PS3 disk on PS3: native
PS3 PSN game on PS3: native
PS2 disk on PS3: none (native or partial emulation for older models)
PS2 PSN game (PS2 Classics) on PS3: emulation
PS2 HD Collections on PS3: native (these are recoded to be PS3 games, essentially)
PS1 disk on PS3: emulation
PS1 PSN game (PSOne Classics) on PS3: emulation
PS1 PSN (PSOne Classics) game on PSP: emulation
PSP PSN game on PSV: emulation
PS1 PSN (PSOne Classics) game on PSV: emulation
IV. Why Aren't All BC Native or Emulated?
Native BC requires at least similar hardware architecture and software libraries. A new system may wish to change to a new architecture because the old architecture is flawed.
In the case of PS4, Sony wanted to change to x86 because developers found the architecture of the PS3 to be too difficult to develop for and thus did not want to spend the effort, resulting in either inferior optimization and/or much of the hardware being unused.
Even when the architecture remains in the same category, it is possible that the newer revision of the architecture does not support all of the functions of the older one. In this case, BC requires additional software solutions, but it's generally easier, because you don't need to provide for everything. You can see this in how PSP handles PS1 games.

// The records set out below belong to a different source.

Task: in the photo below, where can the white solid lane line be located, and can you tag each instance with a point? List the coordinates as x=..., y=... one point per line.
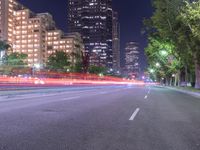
x=69, y=98
x=134, y=114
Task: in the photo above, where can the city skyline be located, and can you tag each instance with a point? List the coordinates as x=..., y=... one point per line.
x=131, y=21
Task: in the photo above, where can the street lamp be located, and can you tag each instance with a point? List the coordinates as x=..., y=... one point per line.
x=163, y=53
x=36, y=67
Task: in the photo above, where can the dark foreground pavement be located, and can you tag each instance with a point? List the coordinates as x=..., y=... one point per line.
x=104, y=118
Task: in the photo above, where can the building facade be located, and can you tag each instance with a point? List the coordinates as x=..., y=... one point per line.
x=70, y=43
x=132, y=53
x=116, y=42
x=34, y=34
x=93, y=20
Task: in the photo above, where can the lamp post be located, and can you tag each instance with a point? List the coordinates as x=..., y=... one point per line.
x=36, y=67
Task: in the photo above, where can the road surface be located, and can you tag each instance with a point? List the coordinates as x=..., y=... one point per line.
x=99, y=118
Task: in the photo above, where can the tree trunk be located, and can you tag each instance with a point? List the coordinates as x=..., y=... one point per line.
x=197, y=75
x=186, y=75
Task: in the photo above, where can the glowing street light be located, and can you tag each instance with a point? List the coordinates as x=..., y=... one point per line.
x=163, y=53
x=152, y=70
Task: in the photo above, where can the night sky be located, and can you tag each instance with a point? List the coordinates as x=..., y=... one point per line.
x=131, y=15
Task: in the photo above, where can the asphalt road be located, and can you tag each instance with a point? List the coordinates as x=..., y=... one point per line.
x=99, y=118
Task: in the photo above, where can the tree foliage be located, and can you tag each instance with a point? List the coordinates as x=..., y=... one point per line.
x=59, y=61
x=178, y=21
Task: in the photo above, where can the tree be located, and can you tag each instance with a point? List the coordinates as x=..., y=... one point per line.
x=97, y=70
x=16, y=60
x=161, y=58
x=190, y=18
x=3, y=46
x=59, y=61
x=178, y=21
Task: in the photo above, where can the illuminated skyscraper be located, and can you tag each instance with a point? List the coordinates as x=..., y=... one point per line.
x=93, y=20
x=116, y=42
x=132, y=58
x=34, y=34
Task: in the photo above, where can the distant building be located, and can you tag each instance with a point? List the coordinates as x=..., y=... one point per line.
x=71, y=43
x=132, y=59
x=93, y=20
x=34, y=34
x=116, y=42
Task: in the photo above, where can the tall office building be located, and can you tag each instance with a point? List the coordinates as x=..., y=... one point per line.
x=93, y=20
x=132, y=59
x=116, y=42
x=34, y=34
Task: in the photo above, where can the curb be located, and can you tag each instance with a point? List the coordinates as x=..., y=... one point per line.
x=194, y=94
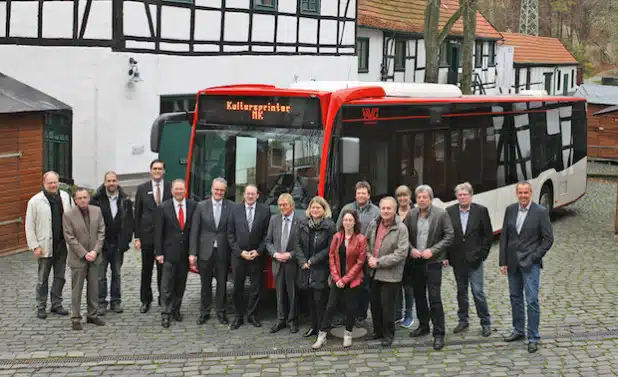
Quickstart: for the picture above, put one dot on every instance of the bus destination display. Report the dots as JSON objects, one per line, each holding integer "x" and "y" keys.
{"x": 266, "y": 111}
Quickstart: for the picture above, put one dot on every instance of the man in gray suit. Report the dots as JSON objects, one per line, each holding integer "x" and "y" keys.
{"x": 209, "y": 249}
{"x": 431, "y": 233}
{"x": 526, "y": 237}
{"x": 84, "y": 231}
{"x": 280, "y": 242}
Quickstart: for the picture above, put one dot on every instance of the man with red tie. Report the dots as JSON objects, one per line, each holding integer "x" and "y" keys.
{"x": 172, "y": 227}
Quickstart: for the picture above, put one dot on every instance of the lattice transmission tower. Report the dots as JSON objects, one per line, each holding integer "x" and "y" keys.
{"x": 529, "y": 17}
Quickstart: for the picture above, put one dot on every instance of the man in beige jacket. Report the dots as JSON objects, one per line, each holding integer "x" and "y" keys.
{"x": 45, "y": 238}
{"x": 84, "y": 232}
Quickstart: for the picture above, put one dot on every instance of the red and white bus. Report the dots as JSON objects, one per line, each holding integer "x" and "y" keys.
{"x": 320, "y": 138}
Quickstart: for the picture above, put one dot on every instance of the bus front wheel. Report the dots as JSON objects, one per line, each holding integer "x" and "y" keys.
{"x": 547, "y": 197}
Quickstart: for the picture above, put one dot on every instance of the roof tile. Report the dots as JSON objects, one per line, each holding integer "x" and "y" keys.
{"x": 409, "y": 16}
{"x": 535, "y": 49}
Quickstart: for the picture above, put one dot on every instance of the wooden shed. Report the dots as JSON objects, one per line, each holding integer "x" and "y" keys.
{"x": 31, "y": 142}
{"x": 602, "y": 120}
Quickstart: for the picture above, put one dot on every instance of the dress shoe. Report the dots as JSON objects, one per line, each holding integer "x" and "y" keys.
{"x": 60, "y": 310}
{"x": 419, "y": 331}
{"x": 293, "y": 327}
{"x": 236, "y": 323}
{"x": 386, "y": 342}
{"x": 461, "y": 327}
{"x": 254, "y": 321}
{"x": 222, "y": 319}
{"x": 165, "y": 322}
{"x": 95, "y": 321}
{"x": 513, "y": 337}
{"x": 438, "y": 343}
{"x": 203, "y": 318}
{"x": 375, "y": 336}
{"x": 486, "y": 331}
{"x": 277, "y": 326}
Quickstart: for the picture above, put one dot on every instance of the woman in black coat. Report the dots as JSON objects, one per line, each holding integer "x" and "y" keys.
{"x": 315, "y": 235}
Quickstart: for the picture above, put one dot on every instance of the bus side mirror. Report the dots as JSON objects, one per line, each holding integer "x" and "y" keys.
{"x": 350, "y": 155}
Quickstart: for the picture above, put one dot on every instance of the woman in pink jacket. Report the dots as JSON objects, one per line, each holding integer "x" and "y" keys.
{"x": 346, "y": 259}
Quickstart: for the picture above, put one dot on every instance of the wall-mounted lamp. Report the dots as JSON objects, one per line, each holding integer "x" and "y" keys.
{"x": 133, "y": 71}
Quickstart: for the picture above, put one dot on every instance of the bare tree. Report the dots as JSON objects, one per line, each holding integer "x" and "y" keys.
{"x": 434, "y": 37}
{"x": 469, "y": 9}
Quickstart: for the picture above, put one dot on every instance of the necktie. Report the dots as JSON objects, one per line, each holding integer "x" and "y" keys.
{"x": 286, "y": 233}
{"x": 181, "y": 217}
{"x": 217, "y": 213}
{"x": 520, "y": 219}
{"x": 250, "y": 218}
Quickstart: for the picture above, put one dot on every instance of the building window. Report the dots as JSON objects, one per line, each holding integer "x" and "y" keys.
{"x": 362, "y": 50}
{"x": 57, "y": 146}
{"x": 310, "y": 6}
{"x": 400, "y": 55}
{"x": 265, "y": 4}
{"x": 491, "y": 59}
{"x": 558, "y": 81}
{"x": 444, "y": 54}
{"x": 478, "y": 54}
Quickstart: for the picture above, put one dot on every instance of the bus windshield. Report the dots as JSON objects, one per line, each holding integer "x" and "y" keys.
{"x": 276, "y": 160}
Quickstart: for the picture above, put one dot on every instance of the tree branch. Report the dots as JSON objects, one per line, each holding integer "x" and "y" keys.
{"x": 449, "y": 25}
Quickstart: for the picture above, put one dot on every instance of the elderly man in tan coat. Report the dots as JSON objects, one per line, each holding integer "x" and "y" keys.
{"x": 84, "y": 232}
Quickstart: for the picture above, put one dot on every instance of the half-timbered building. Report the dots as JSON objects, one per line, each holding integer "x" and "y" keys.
{"x": 542, "y": 63}
{"x": 119, "y": 63}
{"x": 390, "y": 44}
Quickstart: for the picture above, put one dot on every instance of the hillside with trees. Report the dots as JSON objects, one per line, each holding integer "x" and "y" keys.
{"x": 589, "y": 28}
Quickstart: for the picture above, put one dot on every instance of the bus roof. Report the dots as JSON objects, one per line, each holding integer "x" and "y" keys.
{"x": 397, "y": 93}
{"x": 392, "y": 89}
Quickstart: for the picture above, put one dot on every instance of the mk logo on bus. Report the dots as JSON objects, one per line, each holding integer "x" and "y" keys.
{"x": 371, "y": 113}
{"x": 257, "y": 115}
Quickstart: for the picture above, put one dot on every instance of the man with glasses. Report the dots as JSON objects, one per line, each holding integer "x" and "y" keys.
{"x": 149, "y": 197}
{"x": 473, "y": 238}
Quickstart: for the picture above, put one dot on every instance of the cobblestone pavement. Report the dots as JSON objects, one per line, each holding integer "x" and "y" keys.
{"x": 579, "y": 326}
{"x": 603, "y": 168}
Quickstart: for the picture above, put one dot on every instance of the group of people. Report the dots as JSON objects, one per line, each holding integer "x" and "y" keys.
{"x": 388, "y": 257}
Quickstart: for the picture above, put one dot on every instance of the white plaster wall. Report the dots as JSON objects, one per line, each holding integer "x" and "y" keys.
{"x": 112, "y": 119}
{"x": 537, "y": 78}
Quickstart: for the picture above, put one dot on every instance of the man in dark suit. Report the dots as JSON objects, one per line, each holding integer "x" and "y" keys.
{"x": 117, "y": 211}
{"x": 147, "y": 199}
{"x": 209, "y": 249}
{"x": 246, "y": 232}
{"x": 473, "y": 238}
{"x": 526, "y": 237}
{"x": 431, "y": 233}
{"x": 172, "y": 229}
{"x": 281, "y": 240}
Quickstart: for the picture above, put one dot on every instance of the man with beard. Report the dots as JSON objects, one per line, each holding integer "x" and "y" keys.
{"x": 117, "y": 211}
{"x": 45, "y": 238}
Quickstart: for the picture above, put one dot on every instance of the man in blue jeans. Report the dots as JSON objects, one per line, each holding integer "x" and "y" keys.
{"x": 117, "y": 211}
{"x": 527, "y": 236}
{"x": 470, "y": 248}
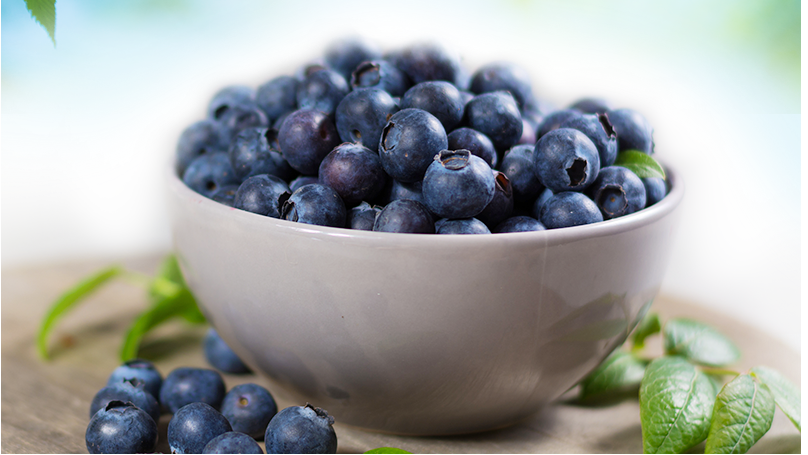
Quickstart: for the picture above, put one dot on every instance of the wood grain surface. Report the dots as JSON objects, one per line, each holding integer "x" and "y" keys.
{"x": 45, "y": 405}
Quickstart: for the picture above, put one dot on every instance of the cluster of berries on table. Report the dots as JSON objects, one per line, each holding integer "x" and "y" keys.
{"x": 410, "y": 141}
{"x": 206, "y": 418}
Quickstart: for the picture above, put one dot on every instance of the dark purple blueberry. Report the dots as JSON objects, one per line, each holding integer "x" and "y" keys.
{"x": 305, "y": 138}
{"x": 232, "y": 442}
{"x": 597, "y": 128}
{"x": 220, "y": 356}
{"x": 501, "y": 205}
{"x": 354, "y": 172}
{"x": 406, "y": 216}
{"x": 617, "y": 191}
{"x": 277, "y": 97}
{"x": 262, "y": 194}
{"x": 193, "y": 426}
{"x": 322, "y": 90}
{"x": 121, "y": 428}
{"x": 209, "y": 172}
{"x": 409, "y": 141}
{"x": 633, "y": 131}
{"x": 463, "y": 226}
{"x": 189, "y": 385}
{"x": 439, "y": 98}
{"x": 566, "y": 160}
{"x": 315, "y": 204}
{"x": 519, "y": 223}
{"x": 496, "y": 115}
{"x": 569, "y": 208}
{"x": 475, "y": 142}
{"x": 362, "y": 114}
{"x": 141, "y": 369}
{"x": 380, "y": 74}
{"x": 655, "y": 190}
{"x": 517, "y": 165}
{"x": 458, "y": 184}
{"x": 249, "y": 408}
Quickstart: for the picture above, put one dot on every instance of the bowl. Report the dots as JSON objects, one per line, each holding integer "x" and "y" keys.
{"x": 421, "y": 334}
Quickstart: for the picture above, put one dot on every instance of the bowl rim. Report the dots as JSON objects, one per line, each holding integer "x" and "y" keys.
{"x": 545, "y": 237}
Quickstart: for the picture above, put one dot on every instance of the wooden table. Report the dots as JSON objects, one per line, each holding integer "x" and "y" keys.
{"x": 45, "y": 406}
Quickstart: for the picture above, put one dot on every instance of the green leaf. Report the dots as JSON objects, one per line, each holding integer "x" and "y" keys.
{"x": 621, "y": 372}
{"x": 387, "y": 450}
{"x": 69, "y": 300}
{"x": 743, "y": 413}
{"x": 44, "y": 12}
{"x": 787, "y": 395}
{"x": 647, "y": 327}
{"x": 642, "y": 164}
{"x": 676, "y": 402}
{"x": 699, "y": 343}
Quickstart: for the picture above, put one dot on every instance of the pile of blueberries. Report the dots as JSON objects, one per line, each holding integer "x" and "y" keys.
{"x": 206, "y": 418}
{"x": 409, "y": 141}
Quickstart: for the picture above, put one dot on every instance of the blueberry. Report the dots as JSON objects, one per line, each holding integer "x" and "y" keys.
{"x": 380, "y": 74}
{"x": 121, "y": 428}
{"x": 262, "y": 194}
{"x": 363, "y": 216}
{"x": 519, "y": 223}
{"x": 439, "y": 98}
{"x": 220, "y": 356}
{"x": 569, "y": 208}
{"x": 517, "y": 165}
{"x": 475, "y": 142}
{"x": 566, "y": 160}
{"x": 591, "y": 105}
{"x": 633, "y": 131}
{"x": 362, "y": 114}
{"x": 322, "y": 90}
{"x": 131, "y": 390}
{"x": 501, "y": 205}
{"x": 200, "y": 138}
{"x": 496, "y": 115}
{"x": 141, "y": 369}
{"x": 232, "y": 442}
{"x": 254, "y": 151}
{"x": 458, "y": 184}
{"x": 193, "y": 426}
{"x": 463, "y": 226}
{"x": 305, "y": 138}
{"x": 617, "y": 191}
{"x": 597, "y": 128}
{"x": 249, "y": 408}
{"x": 188, "y": 385}
{"x": 315, "y": 204}
{"x": 277, "y": 97}
{"x": 505, "y": 77}
{"x": 409, "y": 141}
{"x": 301, "y": 429}
{"x": 209, "y": 172}
{"x": 354, "y": 172}
{"x": 405, "y": 215}
{"x": 655, "y": 190}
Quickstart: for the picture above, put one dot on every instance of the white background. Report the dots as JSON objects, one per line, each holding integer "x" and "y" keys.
{"x": 88, "y": 127}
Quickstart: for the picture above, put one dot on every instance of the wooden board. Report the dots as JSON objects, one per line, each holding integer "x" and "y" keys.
{"x": 45, "y": 406}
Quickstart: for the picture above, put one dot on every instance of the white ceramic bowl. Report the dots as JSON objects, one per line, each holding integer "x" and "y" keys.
{"x": 421, "y": 334}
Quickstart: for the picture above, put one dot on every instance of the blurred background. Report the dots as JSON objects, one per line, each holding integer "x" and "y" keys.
{"x": 89, "y": 126}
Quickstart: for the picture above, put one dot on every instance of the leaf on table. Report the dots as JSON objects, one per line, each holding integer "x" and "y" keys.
{"x": 676, "y": 403}
{"x": 69, "y": 300}
{"x": 620, "y": 373}
{"x": 699, "y": 343}
{"x": 786, "y": 394}
{"x": 743, "y": 413}
{"x": 642, "y": 164}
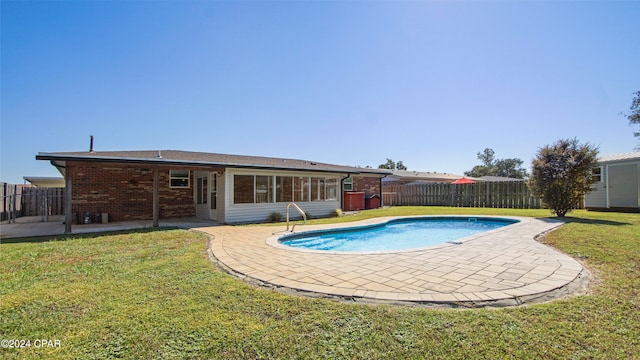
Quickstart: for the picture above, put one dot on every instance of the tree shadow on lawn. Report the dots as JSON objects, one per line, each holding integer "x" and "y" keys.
{"x": 92, "y": 235}
{"x": 571, "y": 219}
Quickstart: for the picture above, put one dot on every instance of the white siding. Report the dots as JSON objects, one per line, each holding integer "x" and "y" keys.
{"x": 598, "y": 197}
{"x": 628, "y": 195}
{"x": 240, "y": 213}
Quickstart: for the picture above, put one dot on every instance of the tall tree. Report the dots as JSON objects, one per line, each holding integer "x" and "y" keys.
{"x": 501, "y": 167}
{"x": 561, "y": 174}
{"x": 634, "y": 115}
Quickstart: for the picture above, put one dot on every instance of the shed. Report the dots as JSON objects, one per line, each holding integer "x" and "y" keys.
{"x": 618, "y": 185}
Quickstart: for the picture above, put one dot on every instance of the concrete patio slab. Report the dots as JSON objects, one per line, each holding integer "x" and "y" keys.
{"x": 501, "y": 267}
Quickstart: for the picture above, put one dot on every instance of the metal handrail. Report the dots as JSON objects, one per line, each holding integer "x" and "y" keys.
{"x": 304, "y": 216}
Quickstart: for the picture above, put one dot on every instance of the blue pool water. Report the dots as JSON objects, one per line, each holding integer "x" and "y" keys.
{"x": 394, "y": 235}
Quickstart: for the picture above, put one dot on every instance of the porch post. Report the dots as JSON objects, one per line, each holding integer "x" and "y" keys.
{"x": 156, "y": 198}
{"x": 68, "y": 217}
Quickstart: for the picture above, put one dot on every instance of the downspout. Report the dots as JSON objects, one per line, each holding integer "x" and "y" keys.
{"x": 606, "y": 184}
{"x": 342, "y": 191}
{"x": 382, "y": 192}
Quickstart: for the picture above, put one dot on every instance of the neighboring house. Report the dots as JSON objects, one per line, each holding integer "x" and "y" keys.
{"x": 618, "y": 186}
{"x": 405, "y": 177}
{"x": 497, "y": 179}
{"x": 144, "y": 185}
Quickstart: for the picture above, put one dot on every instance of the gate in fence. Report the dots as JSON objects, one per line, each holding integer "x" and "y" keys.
{"x": 20, "y": 200}
{"x": 491, "y": 194}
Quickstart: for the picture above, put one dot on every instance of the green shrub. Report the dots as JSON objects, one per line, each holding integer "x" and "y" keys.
{"x": 274, "y": 217}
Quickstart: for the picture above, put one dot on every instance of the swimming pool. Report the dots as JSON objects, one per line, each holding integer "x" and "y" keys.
{"x": 397, "y": 234}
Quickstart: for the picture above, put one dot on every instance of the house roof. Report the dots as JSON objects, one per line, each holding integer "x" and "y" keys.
{"x": 41, "y": 181}
{"x": 191, "y": 158}
{"x": 620, "y": 157}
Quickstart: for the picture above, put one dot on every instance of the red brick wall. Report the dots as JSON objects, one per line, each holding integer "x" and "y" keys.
{"x": 125, "y": 192}
{"x": 368, "y": 184}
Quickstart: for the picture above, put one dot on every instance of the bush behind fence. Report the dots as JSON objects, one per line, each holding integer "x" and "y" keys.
{"x": 491, "y": 194}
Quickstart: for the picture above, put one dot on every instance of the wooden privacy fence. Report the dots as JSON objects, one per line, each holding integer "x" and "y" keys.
{"x": 20, "y": 200}
{"x": 492, "y": 194}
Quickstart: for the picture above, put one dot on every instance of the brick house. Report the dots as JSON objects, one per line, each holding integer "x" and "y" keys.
{"x": 153, "y": 185}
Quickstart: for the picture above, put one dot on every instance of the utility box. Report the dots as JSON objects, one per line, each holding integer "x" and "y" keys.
{"x": 353, "y": 200}
{"x": 372, "y": 201}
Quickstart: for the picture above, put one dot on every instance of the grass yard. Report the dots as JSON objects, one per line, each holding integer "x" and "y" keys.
{"x": 154, "y": 294}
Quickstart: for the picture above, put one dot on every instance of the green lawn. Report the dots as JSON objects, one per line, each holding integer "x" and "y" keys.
{"x": 154, "y": 294}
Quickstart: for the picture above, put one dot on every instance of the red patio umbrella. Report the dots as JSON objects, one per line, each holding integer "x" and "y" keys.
{"x": 463, "y": 180}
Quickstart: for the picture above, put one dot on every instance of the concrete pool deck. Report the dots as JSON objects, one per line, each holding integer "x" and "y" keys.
{"x": 501, "y": 267}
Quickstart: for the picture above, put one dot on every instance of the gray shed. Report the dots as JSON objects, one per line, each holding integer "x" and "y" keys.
{"x": 618, "y": 187}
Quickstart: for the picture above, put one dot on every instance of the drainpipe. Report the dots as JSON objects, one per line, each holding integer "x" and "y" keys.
{"x": 342, "y": 191}
{"x": 381, "y": 192}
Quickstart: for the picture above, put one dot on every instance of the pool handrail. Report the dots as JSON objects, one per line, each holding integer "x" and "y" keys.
{"x": 304, "y": 216}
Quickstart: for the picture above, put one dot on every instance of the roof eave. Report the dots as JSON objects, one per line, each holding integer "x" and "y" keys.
{"x": 161, "y": 161}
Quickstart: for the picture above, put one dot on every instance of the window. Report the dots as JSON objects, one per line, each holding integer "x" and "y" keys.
{"x": 596, "y": 174}
{"x": 332, "y": 189}
{"x": 250, "y": 189}
{"x": 301, "y": 189}
{"x": 243, "y": 189}
{"x": 284, "y": 189}
{"x": 264, "y": 189}
{"x": 348, "y": 183}
{"x": 317, "y": 189}
{"x": 179, "y": 178}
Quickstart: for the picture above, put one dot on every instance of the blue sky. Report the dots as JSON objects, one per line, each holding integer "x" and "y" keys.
{"x": 351, "y": 83}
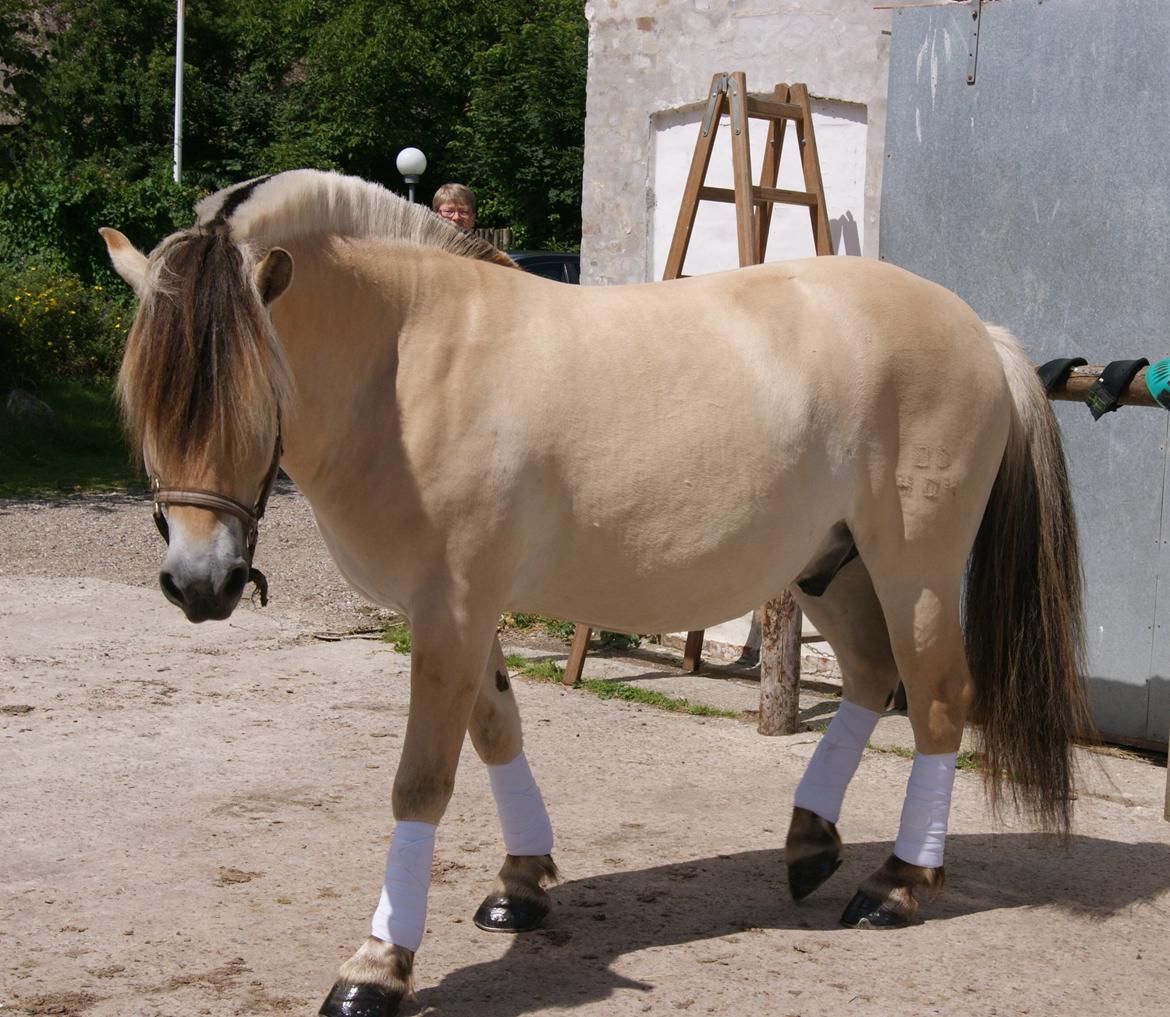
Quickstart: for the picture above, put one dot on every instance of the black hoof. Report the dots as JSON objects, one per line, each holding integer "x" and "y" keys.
{"x": 346, "y": 1000}
{"x": 506, "y": 914}
{"x": 864, "y": 912}
{"x": 809, "y": 873}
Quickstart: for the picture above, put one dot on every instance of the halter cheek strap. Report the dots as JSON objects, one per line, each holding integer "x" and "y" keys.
{"x": 250, "y": 517}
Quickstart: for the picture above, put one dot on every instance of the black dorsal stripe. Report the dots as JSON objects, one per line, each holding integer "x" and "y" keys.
{"x": 235, "y": 199}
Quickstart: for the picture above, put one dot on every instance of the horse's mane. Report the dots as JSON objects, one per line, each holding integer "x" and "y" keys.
{"x": 202, "y": 372}
{"x": 269, "y": 211}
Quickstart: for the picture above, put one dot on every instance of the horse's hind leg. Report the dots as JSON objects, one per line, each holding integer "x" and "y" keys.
{"x": 518, "y": 901}
{"x": 922, "y": 613}
{"x": 847, "y": 613}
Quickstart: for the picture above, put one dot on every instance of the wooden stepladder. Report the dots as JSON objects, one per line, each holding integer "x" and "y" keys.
{"x": 728, "y": 96}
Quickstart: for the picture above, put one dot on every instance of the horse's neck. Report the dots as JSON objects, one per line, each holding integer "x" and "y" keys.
{"x": 339, "y": 323}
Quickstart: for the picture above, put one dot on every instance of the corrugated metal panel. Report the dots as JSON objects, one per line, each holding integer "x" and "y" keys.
{"x": 1041, "y": 194}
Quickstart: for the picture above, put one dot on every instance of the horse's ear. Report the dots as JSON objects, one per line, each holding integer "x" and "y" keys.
{"x": 128, "y": 260}
{"x": 274, "y": 274}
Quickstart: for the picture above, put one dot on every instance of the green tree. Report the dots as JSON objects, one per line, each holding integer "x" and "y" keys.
{"x": 522, "y": 142}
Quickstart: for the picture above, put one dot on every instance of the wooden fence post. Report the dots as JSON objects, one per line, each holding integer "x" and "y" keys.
{"x": 779, "y": 666}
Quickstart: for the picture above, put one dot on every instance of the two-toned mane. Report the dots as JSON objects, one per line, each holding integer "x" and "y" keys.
{"x": 679, "y": 453}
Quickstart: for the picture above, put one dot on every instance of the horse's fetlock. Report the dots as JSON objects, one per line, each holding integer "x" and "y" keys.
{"x": 525, "y": 875}
{"x": 383, "y": 964}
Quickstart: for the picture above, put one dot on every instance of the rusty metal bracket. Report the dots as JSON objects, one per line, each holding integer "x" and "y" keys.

A system can simply include the older hardware and software into the new system. However, including the older hardware will increase the cost of the new system, especially if the older hardware is obsolete and has to be specially ordered. It will also force different designs that accommodate the additional circuits and heat.
In general, when architectures are very different, the new hardware needs to be several times the power of the old hardware to emulate the old. This is why PS3 emulation is almost impossible. It's also difficult to code well when the old architecture is complex. This is why PS2 emulation is unlikely. PS1 is more realistic because it's weak and simple, but it still needs to be coded.
V. What Kind of Architecture Do PS Systems Use?
PS1: MIPS R3000
PS2: proprietary, based on MIPS
PS3: proprietary, based on PPC
PSP: MIPS R4000
PSV: ARM Cortex-A9
VI. What Kind of BC Does PS4 Offer?
Emulation: Unknown for PS1. Unlikely for PS3 and PS2.
Stream: Planned for PS1, PS2, and PS3
VII. What Does This Mean for My Current PSN Purchases?
PS3 titles will not be playable until the stream service comes online.
PS2 titles may be playable before the stream service comes online, but it's unlikely.
No information on PS1 titles.
Q: Will my PSN titles work when the stream service comes online?
A: Not the version you downloaded, because the stream service runs the game on the server side.
Q: Will the titles I bought on PSN be transferred to the stream service?
A: We don't know yet. It is possible to do so, because Sony has a record of who bought what on PSN, but how Sony implements the transfer is not known.
In the best case, your current PSN purchases will be available on the stream service for free. In the worst case, you will have to buy it again for full price. There are many options in between, such as a one time free transfer but losing the PSN purchase; a one time paid transfer; the option to buy it on stream for a reduced price; etc.
Q: Will the PS4 recognize and authenticate my physical disks and let me stream the title for free?
A: We don't know yet. It may be possible for the PS4 to distinguish between officially pressed and copied disks and thus authenticate the disks, but Sony will not necessarily implement it.